Olivia Brown, a 42-year-old elementary school...

Olivia Brown, a 42-year-old elementary school teacher and mother of two, had been suffering for three years. Her symptoms began after a difficult childbirth, starting as occasional pelvic discomfort that gradually worsened into a constant, burning pain in her perineum and vulva. Sitting for more than 15 minutes became excruciating, forcing her to use a special donut cushion in class. She saw multiple gynecologists and a pain specialist, trying physical therapy, nerve medications, and even a laparoscopic surgery for suspected endometriosis, all with no relief. She felt dismissed and began to believe the pain was 'all in her head,' leading to anxiety and depression.

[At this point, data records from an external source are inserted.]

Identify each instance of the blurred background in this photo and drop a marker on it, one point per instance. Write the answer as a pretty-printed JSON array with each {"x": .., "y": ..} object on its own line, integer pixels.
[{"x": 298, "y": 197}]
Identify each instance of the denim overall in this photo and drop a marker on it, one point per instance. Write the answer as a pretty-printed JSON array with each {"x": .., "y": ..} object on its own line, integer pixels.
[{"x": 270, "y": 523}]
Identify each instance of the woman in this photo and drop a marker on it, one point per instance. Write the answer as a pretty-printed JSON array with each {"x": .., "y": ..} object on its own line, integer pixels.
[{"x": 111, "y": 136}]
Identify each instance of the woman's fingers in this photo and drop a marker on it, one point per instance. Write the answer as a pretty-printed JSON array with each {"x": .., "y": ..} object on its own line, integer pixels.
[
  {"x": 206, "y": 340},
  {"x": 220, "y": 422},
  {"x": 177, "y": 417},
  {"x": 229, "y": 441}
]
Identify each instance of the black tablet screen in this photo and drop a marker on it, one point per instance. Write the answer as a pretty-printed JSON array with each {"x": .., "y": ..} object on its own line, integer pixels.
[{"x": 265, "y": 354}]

Her neurologist, Dr. Chen, recognized the classic signs of pudendal neuralgia, pain aggravated by sitting and relieved by standing, with a normal MRI. He recommended a diagnostic pudendal nerve block to confirm the source. Olivia was terrified but desperate. The procedure, guided by ultrasound, involved a precise injection of anesthetic near the nerve. The immediate, profound relief of her pain during the diagnostic block was the first validation she'd felt in years. It confirmed the diagnosis. She later underwent a series of therapeutic nerve blocks with corticosteroid. Post-procedure, she experienced significant relief, with pain levels dropping from a constant 8/10 to a manageable 2-3/10. She could sit through a parent-teacher conference again. Emotionally, she moved from a place of hopeless isolation and self-doubt to one of validation and cautious optimism. While she still manages some chronic discomfort, the diagnosis and effective treatment gave her her life and identity back.